# FINE-TUNING XTTS-v2 For  Hindi Language #

## Creating Your Dataset:


### Dataset of this Notebook:
The VoxPopuli dataset was chosen for Hindi TTS training and modified to match the LJSpeech format.

Simply discard any audio that is significantly worse quality than the rest. Examples of unpromising source audio include: constant background noise (e.g., coughing, clapping, laughter), excessive clipping in waveform view of Audacity, poor quality recording with constant whine/noise/etc. .

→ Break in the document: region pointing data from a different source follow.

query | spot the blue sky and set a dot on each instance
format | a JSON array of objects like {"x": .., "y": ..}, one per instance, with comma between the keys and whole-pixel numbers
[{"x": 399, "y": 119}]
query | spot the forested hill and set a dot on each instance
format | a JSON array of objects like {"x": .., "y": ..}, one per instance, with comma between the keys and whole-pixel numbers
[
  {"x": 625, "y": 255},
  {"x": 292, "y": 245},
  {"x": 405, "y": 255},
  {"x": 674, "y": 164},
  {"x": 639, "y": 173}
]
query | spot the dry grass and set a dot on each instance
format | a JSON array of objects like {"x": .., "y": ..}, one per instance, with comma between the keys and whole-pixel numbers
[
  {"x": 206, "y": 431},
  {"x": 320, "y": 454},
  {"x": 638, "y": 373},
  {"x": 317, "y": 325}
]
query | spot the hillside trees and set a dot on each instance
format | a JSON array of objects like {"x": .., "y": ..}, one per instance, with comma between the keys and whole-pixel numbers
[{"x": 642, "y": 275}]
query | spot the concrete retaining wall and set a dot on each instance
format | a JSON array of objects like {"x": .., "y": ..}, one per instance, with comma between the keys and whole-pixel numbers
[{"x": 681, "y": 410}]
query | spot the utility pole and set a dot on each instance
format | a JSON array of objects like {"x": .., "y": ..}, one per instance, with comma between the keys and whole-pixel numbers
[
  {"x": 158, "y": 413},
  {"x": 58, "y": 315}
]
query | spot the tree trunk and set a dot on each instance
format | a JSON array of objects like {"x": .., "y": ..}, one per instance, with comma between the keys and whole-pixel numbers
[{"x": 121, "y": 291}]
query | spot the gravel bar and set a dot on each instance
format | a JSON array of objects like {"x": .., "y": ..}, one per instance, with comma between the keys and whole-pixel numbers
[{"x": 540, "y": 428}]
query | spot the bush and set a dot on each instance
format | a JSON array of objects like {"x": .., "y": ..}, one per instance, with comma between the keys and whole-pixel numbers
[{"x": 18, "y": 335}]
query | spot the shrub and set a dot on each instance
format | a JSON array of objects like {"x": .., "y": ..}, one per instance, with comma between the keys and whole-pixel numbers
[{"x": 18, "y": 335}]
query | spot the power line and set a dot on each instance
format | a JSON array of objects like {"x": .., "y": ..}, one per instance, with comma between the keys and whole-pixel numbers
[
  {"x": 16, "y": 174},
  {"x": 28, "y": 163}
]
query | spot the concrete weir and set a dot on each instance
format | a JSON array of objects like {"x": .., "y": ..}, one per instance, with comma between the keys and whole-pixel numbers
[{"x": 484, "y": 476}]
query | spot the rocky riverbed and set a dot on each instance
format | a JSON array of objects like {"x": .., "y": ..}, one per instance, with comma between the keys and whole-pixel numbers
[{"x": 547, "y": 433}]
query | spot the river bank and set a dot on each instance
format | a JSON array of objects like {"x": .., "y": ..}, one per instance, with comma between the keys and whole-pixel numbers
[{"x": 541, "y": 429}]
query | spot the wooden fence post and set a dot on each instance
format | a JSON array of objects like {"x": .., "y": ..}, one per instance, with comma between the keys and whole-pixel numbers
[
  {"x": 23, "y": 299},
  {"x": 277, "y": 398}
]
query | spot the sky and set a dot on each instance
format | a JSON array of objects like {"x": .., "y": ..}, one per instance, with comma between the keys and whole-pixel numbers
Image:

### Making an LJSpeech Style Dataset:
The format for LJSpeech is a dir that contains two things: a metadata.csv file and a dir called 'wavs' that contains your voice recordings. Each line of the metadata.csv file includes:

1. The name of an audio file
2. The text for that file. E.g., "Jane eyre by Charlotte Bronte. Chapter 1."
3. The normalised text. E.g., "Jane eyre by Charlotte Bronte. Chapter one."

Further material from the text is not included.